CI gate (как gate, не informational): python -m mypy auth db/models.py db/engine.py llm/providers/ config/settings.py agent/state.py agent/prompts.py agent/prompt_registry.py agent/tools.py agent/graph.py --no-incremental --show-error-codes, plus a separate api/app.py mypy invocation. Любой регресс блокирует PR (.github/workflows/ci.yml type-check job).

Historical 2026-04-30 sanity verification on f1e2be0:

  • python -m ruff check api\app.py api agent auth db llm config evaluation scripts tests -> clean.
  • python -m mypy auth db/models.py db/engine.py llm/providers/ config/settings.py agent/state.py agent/prompts.py agent/prompt_registry.py agent/tools.py agent/graph.py --no-incremental --show-error-codes -> 18 source files clean.
  • python -m mypy api\app.py --no-incremental --follow-imports=skip --show-error-codes -> clean.
  • python -m pytest tests -q --ignore=tests/integration --ignore=tests/test_a11y.py -p no:schemathesis -p no:cacheprovider --timeout=60 --basetemp=.tmp\pytest-nonintegration-continuation -> 603 passed, 4 skipped.
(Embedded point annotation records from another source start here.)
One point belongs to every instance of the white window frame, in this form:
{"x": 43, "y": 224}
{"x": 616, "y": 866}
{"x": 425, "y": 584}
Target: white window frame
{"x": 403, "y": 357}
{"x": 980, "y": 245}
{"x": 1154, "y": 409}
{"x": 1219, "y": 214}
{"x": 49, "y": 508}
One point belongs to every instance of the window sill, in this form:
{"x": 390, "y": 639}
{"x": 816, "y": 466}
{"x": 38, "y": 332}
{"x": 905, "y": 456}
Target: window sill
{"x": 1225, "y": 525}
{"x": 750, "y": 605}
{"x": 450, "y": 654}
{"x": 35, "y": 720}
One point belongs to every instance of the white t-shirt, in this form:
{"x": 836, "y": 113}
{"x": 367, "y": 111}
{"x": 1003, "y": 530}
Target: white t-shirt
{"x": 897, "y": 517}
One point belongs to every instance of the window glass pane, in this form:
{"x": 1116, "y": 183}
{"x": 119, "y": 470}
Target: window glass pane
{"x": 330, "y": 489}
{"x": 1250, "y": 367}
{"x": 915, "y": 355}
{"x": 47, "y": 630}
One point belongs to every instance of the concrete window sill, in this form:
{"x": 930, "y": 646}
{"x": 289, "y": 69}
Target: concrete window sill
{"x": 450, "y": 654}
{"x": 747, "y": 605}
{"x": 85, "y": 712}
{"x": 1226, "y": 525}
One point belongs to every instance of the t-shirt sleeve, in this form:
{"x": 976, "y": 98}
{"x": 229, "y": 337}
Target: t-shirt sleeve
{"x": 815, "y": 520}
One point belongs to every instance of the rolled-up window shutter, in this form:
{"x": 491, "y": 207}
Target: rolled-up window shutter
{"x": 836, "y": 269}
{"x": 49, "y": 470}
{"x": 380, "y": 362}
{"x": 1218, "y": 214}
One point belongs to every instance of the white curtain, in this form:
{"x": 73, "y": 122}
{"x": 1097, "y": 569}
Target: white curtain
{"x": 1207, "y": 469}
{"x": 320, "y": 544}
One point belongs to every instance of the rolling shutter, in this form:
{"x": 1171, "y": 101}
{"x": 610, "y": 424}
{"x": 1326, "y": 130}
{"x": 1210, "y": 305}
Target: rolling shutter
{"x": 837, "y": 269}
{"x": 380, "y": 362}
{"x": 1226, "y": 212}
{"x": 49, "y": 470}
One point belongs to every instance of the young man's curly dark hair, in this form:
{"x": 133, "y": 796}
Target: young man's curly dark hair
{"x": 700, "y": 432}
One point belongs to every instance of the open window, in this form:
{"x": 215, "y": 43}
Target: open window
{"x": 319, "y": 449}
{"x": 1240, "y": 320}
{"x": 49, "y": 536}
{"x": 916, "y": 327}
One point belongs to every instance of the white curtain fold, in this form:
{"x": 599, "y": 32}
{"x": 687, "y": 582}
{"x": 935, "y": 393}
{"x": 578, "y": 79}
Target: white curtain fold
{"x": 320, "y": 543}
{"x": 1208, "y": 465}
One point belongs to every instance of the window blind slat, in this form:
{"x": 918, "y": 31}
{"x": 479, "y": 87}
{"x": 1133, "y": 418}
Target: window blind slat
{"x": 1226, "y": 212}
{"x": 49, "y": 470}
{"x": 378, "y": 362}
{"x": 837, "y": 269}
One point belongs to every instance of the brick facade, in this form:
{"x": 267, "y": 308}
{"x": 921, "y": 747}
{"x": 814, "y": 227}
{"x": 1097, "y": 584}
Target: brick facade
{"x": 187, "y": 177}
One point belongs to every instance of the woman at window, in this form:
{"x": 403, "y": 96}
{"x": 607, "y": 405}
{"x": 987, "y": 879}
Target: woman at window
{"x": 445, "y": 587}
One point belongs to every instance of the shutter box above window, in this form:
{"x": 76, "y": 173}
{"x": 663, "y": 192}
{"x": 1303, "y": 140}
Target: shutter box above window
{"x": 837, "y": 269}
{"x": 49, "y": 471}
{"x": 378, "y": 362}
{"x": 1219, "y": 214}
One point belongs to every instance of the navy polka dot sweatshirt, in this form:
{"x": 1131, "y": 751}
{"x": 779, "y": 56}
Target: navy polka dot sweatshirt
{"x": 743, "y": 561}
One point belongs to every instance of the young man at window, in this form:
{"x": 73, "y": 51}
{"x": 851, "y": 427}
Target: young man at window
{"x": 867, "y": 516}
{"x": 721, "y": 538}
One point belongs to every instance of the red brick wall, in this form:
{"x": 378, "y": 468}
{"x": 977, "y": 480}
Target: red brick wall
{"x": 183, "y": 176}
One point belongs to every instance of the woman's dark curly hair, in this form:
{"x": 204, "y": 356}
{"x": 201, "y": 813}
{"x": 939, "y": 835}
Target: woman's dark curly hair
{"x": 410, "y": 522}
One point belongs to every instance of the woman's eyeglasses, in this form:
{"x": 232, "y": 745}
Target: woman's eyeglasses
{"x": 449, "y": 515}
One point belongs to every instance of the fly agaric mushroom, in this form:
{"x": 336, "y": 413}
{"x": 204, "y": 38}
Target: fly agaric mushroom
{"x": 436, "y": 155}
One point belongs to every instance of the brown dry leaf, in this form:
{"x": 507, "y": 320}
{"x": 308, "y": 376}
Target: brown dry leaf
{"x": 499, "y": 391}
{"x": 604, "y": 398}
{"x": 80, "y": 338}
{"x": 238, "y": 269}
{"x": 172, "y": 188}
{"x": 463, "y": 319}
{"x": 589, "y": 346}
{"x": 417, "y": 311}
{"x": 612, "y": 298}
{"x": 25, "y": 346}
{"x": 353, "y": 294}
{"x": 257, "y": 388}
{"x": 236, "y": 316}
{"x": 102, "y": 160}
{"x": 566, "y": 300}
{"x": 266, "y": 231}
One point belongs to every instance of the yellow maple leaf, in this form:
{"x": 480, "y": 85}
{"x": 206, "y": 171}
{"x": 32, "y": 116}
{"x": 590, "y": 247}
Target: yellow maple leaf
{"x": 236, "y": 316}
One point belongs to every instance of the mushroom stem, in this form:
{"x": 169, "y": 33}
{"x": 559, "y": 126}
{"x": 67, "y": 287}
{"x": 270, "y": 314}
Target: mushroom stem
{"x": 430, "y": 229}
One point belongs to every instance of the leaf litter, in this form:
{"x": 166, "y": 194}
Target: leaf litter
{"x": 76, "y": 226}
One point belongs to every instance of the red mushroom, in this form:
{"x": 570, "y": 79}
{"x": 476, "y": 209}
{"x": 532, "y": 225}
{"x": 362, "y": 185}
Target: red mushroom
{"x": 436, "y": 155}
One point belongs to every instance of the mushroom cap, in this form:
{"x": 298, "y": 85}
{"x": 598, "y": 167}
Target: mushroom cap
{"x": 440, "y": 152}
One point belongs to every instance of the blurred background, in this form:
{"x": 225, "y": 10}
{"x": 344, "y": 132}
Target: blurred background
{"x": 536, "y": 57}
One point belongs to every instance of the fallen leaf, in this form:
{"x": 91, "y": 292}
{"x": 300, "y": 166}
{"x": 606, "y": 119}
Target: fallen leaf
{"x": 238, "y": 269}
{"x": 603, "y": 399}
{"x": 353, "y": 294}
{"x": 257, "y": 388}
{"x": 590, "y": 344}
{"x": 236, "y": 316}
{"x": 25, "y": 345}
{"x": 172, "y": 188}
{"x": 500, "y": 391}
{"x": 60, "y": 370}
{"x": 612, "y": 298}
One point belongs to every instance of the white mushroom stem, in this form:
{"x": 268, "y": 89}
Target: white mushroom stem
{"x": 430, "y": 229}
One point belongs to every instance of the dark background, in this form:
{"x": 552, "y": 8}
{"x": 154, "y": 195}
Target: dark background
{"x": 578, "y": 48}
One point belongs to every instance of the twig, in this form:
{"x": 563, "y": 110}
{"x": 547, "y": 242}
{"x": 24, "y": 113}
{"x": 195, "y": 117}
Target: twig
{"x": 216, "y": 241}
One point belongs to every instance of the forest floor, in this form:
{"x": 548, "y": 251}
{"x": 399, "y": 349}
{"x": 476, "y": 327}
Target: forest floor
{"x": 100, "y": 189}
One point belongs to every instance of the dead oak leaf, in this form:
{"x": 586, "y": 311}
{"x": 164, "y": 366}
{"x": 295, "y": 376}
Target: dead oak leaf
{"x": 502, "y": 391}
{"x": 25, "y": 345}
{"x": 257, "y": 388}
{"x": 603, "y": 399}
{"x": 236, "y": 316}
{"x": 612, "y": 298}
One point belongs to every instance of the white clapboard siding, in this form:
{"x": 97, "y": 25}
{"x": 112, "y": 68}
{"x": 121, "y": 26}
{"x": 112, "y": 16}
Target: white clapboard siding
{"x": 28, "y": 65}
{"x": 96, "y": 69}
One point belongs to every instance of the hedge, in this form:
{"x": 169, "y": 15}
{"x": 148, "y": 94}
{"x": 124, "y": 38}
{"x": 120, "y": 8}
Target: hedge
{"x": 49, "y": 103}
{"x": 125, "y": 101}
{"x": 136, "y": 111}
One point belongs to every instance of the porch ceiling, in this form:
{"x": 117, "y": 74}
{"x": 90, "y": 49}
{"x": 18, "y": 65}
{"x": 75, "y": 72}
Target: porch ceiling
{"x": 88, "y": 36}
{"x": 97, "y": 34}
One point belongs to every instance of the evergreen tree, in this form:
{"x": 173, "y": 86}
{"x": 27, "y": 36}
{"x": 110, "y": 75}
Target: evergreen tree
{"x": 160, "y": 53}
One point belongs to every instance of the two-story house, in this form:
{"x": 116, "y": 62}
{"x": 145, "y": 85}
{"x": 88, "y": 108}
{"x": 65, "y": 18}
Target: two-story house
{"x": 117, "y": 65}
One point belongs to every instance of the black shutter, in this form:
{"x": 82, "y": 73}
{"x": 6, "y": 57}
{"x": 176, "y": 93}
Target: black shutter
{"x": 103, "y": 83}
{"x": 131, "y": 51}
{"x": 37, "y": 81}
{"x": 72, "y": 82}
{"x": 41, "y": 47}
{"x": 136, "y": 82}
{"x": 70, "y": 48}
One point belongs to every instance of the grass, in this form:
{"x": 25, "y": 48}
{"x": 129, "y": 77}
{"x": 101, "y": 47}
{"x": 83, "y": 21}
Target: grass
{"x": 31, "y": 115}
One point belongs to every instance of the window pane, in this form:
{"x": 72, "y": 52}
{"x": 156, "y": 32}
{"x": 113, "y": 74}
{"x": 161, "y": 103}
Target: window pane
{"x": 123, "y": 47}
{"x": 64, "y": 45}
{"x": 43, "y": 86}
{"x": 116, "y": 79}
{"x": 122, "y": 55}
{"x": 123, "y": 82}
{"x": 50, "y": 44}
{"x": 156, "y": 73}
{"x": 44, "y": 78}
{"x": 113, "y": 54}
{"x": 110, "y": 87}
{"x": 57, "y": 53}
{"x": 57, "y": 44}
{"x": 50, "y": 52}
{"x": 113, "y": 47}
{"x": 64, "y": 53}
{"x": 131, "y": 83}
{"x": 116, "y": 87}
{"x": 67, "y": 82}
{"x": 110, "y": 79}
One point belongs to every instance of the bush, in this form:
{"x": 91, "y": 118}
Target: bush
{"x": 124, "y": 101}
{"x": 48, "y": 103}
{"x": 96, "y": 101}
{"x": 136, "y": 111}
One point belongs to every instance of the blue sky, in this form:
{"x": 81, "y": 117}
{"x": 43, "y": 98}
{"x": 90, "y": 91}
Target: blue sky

What was done in this session (2026-04-26)

  • Audited every root-level Python file and confirmed which ones have package counterparts and which are orphans.
  • Replaced misleading """ingestion/chunking.py / """integrations/bitrix.py / etc. headers with accurate descriptions of the file's actual role.
  • Wrote this DEPRECATIONS.md to capture the migration plan for future sessions. No files were moved or removed in this pass — that work is scoped to dedicated PRs (see Phases 1-5 above).